5 Place Camille Jullian, Bordeaux
Tarif : 8 euros ou ticket d’abonnement Utopia

10 EUROS POUR LES DEUX SÉANCES GRINDHOUSE PARADISE

 

CONCRETE UTOPIA

KONKEURITEU YUTOPIA
TAE-HWA EOM
Corée du Sud / 2023 / couleur / 2h10 / VOSTFR

Scénario de Tae-hwa Eom, Lee Shin-ji et Kim Soong-nyung

Avec Park Seo-joon, Lee Byung-hun, Park Bo-young, Kim Sun-young

CARTE BLANCHE À GRINDHOUSE PARADISE / PART 1

LA PART 2, C’EST ICI

CARTE BLANCHE À GRINDHOUSE PARADISE, AVEC UN DOUBLE PROGRAMME EXCEPTIONNEL VENDREDI 7 JUIN !

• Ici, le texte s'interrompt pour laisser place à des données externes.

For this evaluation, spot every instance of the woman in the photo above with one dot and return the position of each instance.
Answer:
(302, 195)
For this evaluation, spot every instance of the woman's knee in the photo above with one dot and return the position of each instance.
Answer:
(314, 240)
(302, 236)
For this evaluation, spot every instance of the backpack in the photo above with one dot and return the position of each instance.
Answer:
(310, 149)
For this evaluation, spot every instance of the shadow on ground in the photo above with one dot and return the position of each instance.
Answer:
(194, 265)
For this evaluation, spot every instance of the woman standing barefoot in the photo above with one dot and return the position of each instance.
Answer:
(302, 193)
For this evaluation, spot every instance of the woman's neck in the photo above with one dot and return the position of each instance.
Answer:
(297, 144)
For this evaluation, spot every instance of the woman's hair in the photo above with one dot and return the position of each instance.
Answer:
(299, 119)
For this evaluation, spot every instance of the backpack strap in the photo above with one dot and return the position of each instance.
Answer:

DEUX SÉANCES À 20H ET 22H30 EN PRÉSENCE DE YOANN GIBERT, CO-FONDATEUR ET CO-PROGRAMMATEUR DE CE JEUNE FESTIVAL TOULOUSAIN, ET AVEC UN STAND DE CURIOSITÉS GRAPHIQUES !

 

 

S’il faut résumer en quelques mots la motivation à l’origine du festival Grindhouse Paradise, cela donne : proposer à Toulouse, dans les conditions idéales d’une salle de cinéma, un rendez-vous pour se sustenter des plus fraîches digressions du cinéma de genre.

Portée par cette humble intention, l’équipe du Grindhouse Paradise dresse donc chaque année au mois d’avril un panorama non-exhaustif, mais néanmoins festif, de longs-métrages inédits ou en avant-première dont l’âme est ancrée dans le fantastique, la science-fiction, l’horreur, le thriller et toutes autres catégories plus ou moins cinégéniques qui ne s’embarrassent pas toujours de la bienséance.

La programmation vise donc à surprendre les spectateur·ices avec des films atypiques et décalés, voire irrévérencieux, qui ont parfois du mal à se frayer un chemin jusqu’aux salles obscures. Mais aussi, et surtout, qui proposent de s’éloigner des routes balisées empruntées bien trop souvent par les productions ordinaires du 7ème Art.

Persuadés de l’approche sincèrement populaire du cinéma de genre, et amoureux de films trop longtemps ignorés, le Grindhouse Paradise met également à l’honneur les grands noms du cinéma fantastique en dédiant une séance à la (re)découverte d’une œuvre qui a marqué son époque.

Et parce qu’il faut bien le reconnaitre, un festival ne serait pas un festival sans un bon film culte !

Cette note d’intention ayant moult points communs avec celle de Lune Noire, c’est avec un enthousiasme aussi débordant que les hectolitres d’hémoglobine d’une série Z que la team Grindhouse Paradise a répondu présente lorsqu’elle s’est vue proposé de venir squatter l’écran d’un de ses rendez-vous mensuels.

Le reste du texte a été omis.